Qu’en est-il de l’aspect durabilité ?
Tout ce qu’on est en train de faire, certes, sont des préparatifs pour accueillir la saison estivale mais il s’inscrit dans une démarche globale: la stratégie à l’horizon 2035 qui a fixé des objectifs en termes de chiffres mais aussi de qualité, et ce, afin de renforcer le positionnement de la Tunisie. La Tunisie a été un pays touristique précurseur dans le bassin méditerranéen. Et nous continuons, grâce à cet effort, fruit du travail de toutes les parties prenantes, d’être parmi les meilleures destinations.
Si on prend l’exemple du marché français, nous avons préservé notre position en tant que destination favorite des Français après l’Espagne et l’Italie qui demeurent des destinations européennes. Mais nous ne devons pas rechigner à la tâche, parce que nous sommes très conscients de la concurrence internationale, de l’émergence de nouvelles destinations, de nouvelles zones touristiques. Nous devons renforcer le tourisme durable, et surtout ancrer les valeurs de durabilité. Il y a des initiatives, qui ont été lancées, en ce sens, telles que l’initiative Djerba sans plastique dont l’objectif est de lutter contre l’usage du plastique ou encore des projets de transition énergétique ou de consommation d’eau. Mais nous travaillons avec les partenaires pour atteindre de meilleurs résultats en termes de durabilité parce qu’elle est devenue un critère d’attractivité.
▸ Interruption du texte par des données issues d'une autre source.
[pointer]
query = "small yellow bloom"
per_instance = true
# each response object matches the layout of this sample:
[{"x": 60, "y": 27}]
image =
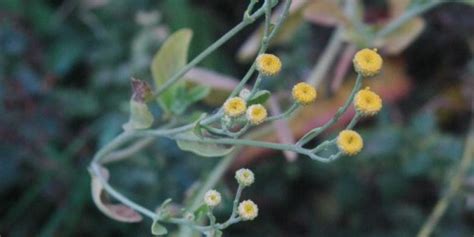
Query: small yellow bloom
[
  {"x": 349, "y": 142},
  {"x": 367, "y": 62},
  {"x": 245, "y": 177},
  {"x": 248, "y": 210},
  {"x": 234, "y": 107},
  {"x": 212, "y": 198},
  {"x": 268, "y": 64},
  {"x": 304, "y": 93},
  {"x": 256, "y": 114},
  {"x": 367, "y": 102}
]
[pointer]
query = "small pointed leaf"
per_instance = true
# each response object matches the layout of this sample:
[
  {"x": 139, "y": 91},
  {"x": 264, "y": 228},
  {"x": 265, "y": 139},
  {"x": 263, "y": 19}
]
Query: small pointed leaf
[
  {"x": 203, "y": 149},
  {"x": 118, "y": 212},
  {"x": 158, "y": 229},
  {"x": 260, "y": 97}
]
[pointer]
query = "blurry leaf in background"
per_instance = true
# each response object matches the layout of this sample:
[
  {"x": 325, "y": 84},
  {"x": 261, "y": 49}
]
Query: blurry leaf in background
[
  {"x": 169, "y": 60},
  {"x": 118, "y": 212},
  {"x": 203, "y": 149}
]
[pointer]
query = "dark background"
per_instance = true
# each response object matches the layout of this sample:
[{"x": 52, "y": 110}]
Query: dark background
[{"x": 64, "y": 88}]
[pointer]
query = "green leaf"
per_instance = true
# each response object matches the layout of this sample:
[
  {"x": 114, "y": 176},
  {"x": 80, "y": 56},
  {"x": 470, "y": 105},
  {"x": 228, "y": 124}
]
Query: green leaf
[
  {"x": 197, "y": 130},
  {"x": 158, "y": 229},
  {"x": 201, "y": 211},
  {"x": 171, "y": 57},
  {"x": 184, "y": 97},
  {"x": 162, "y": 212},
  {"x": 140, "y": 116},
  {"x": 260, "y": 97},
  {"x": 203, "y": 149},
  {"x": 217, "y": 233}
]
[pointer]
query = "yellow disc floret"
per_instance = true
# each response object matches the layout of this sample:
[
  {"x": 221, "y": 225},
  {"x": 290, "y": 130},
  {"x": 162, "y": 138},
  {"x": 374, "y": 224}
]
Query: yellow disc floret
[
  {"x": 367, "y": 62},
  {"x": 304, "y": 93},
  {"x": 367, "y": 102},
  {"x": 349, "y": 142},
  {"x": 248, "y": 210},
  {"x": 245, "y": 177},
  {"x": 235, "y": 106},
  {"x": 268, "y": 64},
  {"x": 256, "y": 114},
  {"x": 212, "y": 198}
]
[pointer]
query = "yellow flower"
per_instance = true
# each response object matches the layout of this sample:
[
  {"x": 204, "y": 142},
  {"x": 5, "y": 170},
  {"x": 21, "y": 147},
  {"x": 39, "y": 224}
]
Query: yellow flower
[
  {"x": 367, "y": 102},
  {"x": 245, "y": 177},
  {"x": 349, "y": 142},
  {"x": 248, "y": 210},
  {"x": 212, "y": 198},
  {"x": 234, "y": 107},
  {"x": 367, "y": 62},
  {"x": 304, "y": 93},
  {"x": 256, "y": 114},
  {"x": 268, "y": 64}
]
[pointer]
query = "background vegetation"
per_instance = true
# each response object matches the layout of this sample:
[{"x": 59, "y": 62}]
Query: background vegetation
[{"x": 64, "y": 89}]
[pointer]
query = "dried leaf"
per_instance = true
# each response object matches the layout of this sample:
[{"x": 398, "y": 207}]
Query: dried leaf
[
  {"x": 284, "y": 133},
  {"x": 171, "y": 57},
  {"x": 118, "y": 212}
]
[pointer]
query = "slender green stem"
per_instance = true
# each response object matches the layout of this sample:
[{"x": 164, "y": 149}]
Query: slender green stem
[
  {"x": 284, "y": 115},
  {"x": 408, "y": 15},
  {"x": 316, "y": 131},
  {"x": 255, "y": 86},
  {"x": 354, "y": 120},
  {"x": 263, "y": 48},
  {"x": 454, "y": 186},
  {"x": 236, "y": 201}
]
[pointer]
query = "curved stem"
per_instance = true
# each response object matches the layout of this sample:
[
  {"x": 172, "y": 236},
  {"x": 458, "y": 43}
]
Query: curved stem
[
  {"x": 454, "y": 186},
  {"x": 179, "y": 75},
  {"x": 316, "y": 131},
  {"x": 284, "y": 115},
  {"x": 408, "y": 15}
]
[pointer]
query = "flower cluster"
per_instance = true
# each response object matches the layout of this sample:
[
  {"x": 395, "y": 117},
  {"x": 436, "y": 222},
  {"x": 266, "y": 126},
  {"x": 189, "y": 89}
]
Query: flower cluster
[
  {"x": 367, "y": 62},
  {"x": 268, "y": 64},
  {"x": 246, "y": 210},
  {"x": 304, "y": 93}
]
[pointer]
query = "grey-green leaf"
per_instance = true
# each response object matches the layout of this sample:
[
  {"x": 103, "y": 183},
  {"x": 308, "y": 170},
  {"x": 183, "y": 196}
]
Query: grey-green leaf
[
  {"x": 158, "y": 229},
  {"x": 203, "y": 149},
  {"x": 171, "y": 57},
  {"x": 260, "y": 97}
]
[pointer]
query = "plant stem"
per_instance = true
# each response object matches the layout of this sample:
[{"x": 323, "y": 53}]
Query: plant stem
[
  {"x": 454, "y": 186},
  {"x": 316, "y": 131},
  {"x": 179, "y": 75},
  {"x": 404, "y": 18}
]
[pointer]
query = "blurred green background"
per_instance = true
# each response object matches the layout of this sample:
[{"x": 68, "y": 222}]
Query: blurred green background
[{"x": 64, "y": 90}]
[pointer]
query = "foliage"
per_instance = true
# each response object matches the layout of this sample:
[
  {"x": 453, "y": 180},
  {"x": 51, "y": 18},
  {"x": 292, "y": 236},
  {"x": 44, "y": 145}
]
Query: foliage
[{"x": 65, "y": 71}]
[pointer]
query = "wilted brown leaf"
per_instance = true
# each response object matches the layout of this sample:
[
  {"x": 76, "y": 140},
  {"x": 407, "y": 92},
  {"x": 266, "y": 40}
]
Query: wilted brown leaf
[{"x": 118, "y": 212}]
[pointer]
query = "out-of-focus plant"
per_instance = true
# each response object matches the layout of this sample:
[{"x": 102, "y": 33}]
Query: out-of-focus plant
[{"x": 217, "y": 134}]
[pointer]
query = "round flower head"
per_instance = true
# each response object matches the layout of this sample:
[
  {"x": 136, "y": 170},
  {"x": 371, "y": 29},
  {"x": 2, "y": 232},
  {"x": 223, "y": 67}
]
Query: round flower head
[
  {"x": 234, "y": 107},
  {"x": 367, "y": 102},
  {"x": 367, "y": 62},
  {"x": 212, "y": 198},
  {"x": 245, "y": 177},
  {"x": 268, "y": 64},
  {"x": 349, "y": 142},
  {"x": 256, "y": 114},
  {"x": 304, "y": 93},
  {"x": 248, "y": 210}
]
L’empreinte carbone impacte aujourd’hui la compétitivité de l’offre touristique d’un pays, ou même d’une unité hôtelière. Nous devons nous positionner par rapport à cette tendance pour attirer plus de touristes qui sont de plus en plus regardants sur les exigences environnementales. Des projets ont été déjà entamés de concert avec les professionnels qui jouent le jeu.
Et la récente bonne nouvelle qu’a annoncée le ministre du Tourisme et qui est relative à la publication très prochaine des nouveaux critères de classement des hôtels qui prennent compte des critères de durabilité, s’inscrit dans cette même veine.
Pour conclure, nous continuons de travailler sur l’attractivité. Nous devons capitaliser sur les acquis dans le secteur du tourisme en intégrant les nouvelles tendances, qui sont basées essentiellement sur la durabilité mais aussi sur la connectivité aérienne. Car pour atteindre nos objectifs ambitieux, il faut améliorer la connectivité aérienne de notre destination. Elle doit être dotée d’un pavillon national fort à l’instar des destinations concurrentes, dont le pavillon a été un levier et un vecteur de croissance qui leur a permis d’atteindre leurs objectifs.